In East Anglia we have lost more money than most
Overall, local authority resources shrank by 31%, but East Anglian councils lost more money than most. Although none of our county councils lost more than 26%, only 6 of the districts did better than the national average for all councils.
The worst affected districts were Great Yarmouth and Norwich, which both lost more than 50%, followed closely by East Cambridgeshire and Fenland. At the other end of the scale, Chelmsford and Uttlesford lost ‘only’ 22% and 23%.
What is the future?
It is clear that the present situation is unsustainable. Birmingham is only the latest authority to issue a ‘Section 114’ notice. Although this is not technically bankruptcy, it can no longer make any new funding commitments and is likely to have to raise council tax and restrict its services to the statutory minimum. Where possible social care, which is by far the largest element, will be reduced to the minimum, and many services valued by citizens will close down.
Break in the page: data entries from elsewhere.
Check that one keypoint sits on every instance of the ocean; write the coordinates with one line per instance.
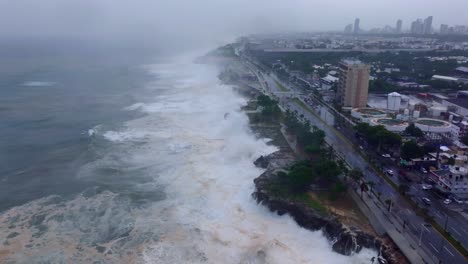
(133, 161)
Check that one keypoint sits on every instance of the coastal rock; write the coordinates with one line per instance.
(346, 241)
(261, 162)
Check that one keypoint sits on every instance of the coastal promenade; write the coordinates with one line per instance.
(433, 247)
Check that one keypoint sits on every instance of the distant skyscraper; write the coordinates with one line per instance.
(356, 26)
(353, 85)
(443, 29)
(349, 29)
(417, 27)
(399, 26)
(427, 25)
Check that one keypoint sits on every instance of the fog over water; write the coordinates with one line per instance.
(170, 186)
(113, 144)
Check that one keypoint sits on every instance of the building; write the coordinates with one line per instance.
(453, 181)
(457, 105)
(356, 26)
(349, 29)
(427, 25)
(462, 71)
(435, 129)
(353, 85)
(417, 27)
(399, 26)
(393, 101)
(443, 29)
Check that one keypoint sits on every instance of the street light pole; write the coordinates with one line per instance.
(446, 220)
(420, 236)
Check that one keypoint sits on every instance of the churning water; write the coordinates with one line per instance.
(171, 185)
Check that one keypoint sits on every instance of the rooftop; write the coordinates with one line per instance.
(351, 61)
(463, 102)
(462, 69)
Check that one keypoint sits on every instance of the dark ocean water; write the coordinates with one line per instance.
(117, 157)
(48, 102)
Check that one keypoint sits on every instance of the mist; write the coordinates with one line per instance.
(187, 24)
People will be paying much more for poorer services. Many people will blame the council, whether or not that is deserved. Cuts to staff will harm the ability of the council to carry out its duties efficiently and in a way which residents might want.
So when the potholes are not repaired, the library or swimming pools close, the planning application is endlessly delayed, the restaurants are not checked for safety, or the phone is not answered, it is rarely because local councillors or their officers want these things to happen, nor because they are incompetent or corrupt. It is much more often because central government has chosen to let this happen.
Most of us would struggle if we lost a quarter of our spending power. The same is true for local councils. Place the blame where it is deserved. It is time for real reform.